Neural networks with dynamical coefficients and adjustable connections on the basis of integrated backpropagation

TL;DR

This paper introduces a novel neural network framework where neurons autonomously update their weights using internal backpropagation-based rules, enabling more integrated and potentially efficient learning processes.

Contribution

It presents a new neuron model incorporating internal backpropagation error estimates, allowing weight updates and error exchange without external training procedures.

Findings

Neurons can update weights internally using backpropagation error estimates.

The framework applies to recurrent networks, including LSTM and CNNs.
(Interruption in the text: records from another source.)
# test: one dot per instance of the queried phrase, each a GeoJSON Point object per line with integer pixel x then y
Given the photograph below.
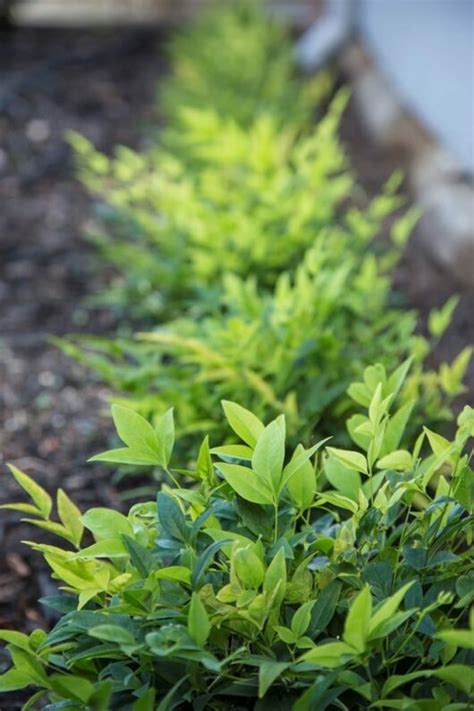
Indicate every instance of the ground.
{"type": "Point", "coordinates": [53, 415]}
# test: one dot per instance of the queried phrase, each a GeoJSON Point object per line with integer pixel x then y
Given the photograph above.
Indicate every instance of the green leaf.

Alternative descriptions of standard neural networks within this formalism are provided.

Abstract

We consider artificial neurons which will update their weight coefficients with an internal rule based on backpropagation, rather than using it as an external training procedure. To achieve this we include the backpropagation error estimate as a separate entity in all the neuron models and perform its exchange along the synaptic connections. In addition to this we add some special type of neurons with reference inputs, which will serve as a base source of error estimates for the whole network. Finally, we introduce a training control signal for all the neurons, which can enable the correction of weights and the exchange of error estimates. For recurrent neural networks we also demonstrate how to integrate backpropagation through time into their formalism with the help of some stack memory for reference inputs and external data inputs of neurons. Also, for widely used neural networks, such as long short-term memory, radial basis function networks, multilayer perceptrons and convolutional neural networks, we demonstrate their alternative description within the framework of our new formalism.